This item is taken from PN Review 82, Volume 18 Number 2, November - December 1991.
Editorial
IN SEPTEMBER P·N·Review lost a valued friend. Laura (Riding) Jackson died in Wabasso, Florida, at the age of 90.
Obituarists - apart from Alan Clark in the Independent, who devoted his penetrating essay to the writer's work - concentrated on her life, especially her controversial years with Robert Graves. Indeed, the anonymous Times obituarist, whose animosity was clear in every phase, declared that 'those apparently dedicated to her were too evidently compensating themselves for feelings of inferiority'. Legend, fact and fiction merged in his account, which repeated the often lurid and not always accurate anecdotes of Graves's biographers. The challenge of Laura Riding's work which writers ('too evidently compensating themselves for feelings of inferiority') including Empson, Auden, Roberts, Thomas, Ashbery, Hughes and Larkin answered in different ways, hardly featured.
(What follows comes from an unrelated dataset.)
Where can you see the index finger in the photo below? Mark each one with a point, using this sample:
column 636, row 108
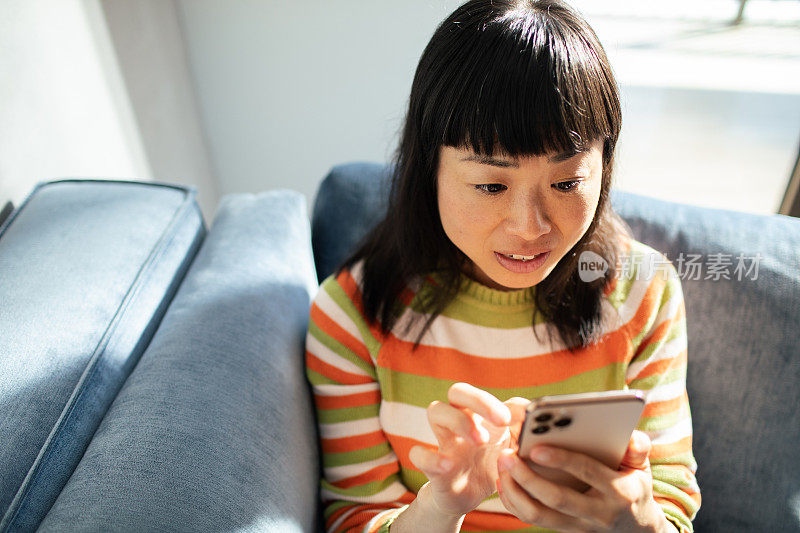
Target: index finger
column 480, row 402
The facts of her achievement as a poet, critic, story-writer, novelist and prophet were overlooked.
Eavan Boland, reviewing studies of the work of Sylvia Plath in this issue of P.N.R, comments: 'That two books can appear, apparently about Plath, in which her poetry - however much it is quoted and invoked - is so truly peripheral raises essential questions.' Considerations of her life have displaced a concern with the poems thenlselves: 'The debate is a mess - a continuing series of sensational disclosures and ideological non-starters.' Boland, like other readers of Plath, has become 'a helpless witness to a process of distraction which has grown uglier With time'. Her project now is to become 'what I once was and will always be: her loving reader'.
Some poets invite distraction of a biographical or ideological nature: their lives are intrinsically more compelling then their work. Yet in this century the radical challenge of a number of writers has been lost in an easy interest in 'the life'. Life studies can illuminate and entertain. They can also, as in the case of Plath, displace the work or so condition our approach to it that its vitality is attenuated, its enabling challenge deflected. Wyndham Lewis, Ford Madox Ford, Ezra Pound, Robert Frost, T.S. Eliot and many others have in recent years been made answerable to modern readers not through their writings but through their lives. Biographers chronicle their doubtful or wrong turnings without necessarily understanding the human context of those 'errors' or appraising how the writings relate to, alter and adjust them.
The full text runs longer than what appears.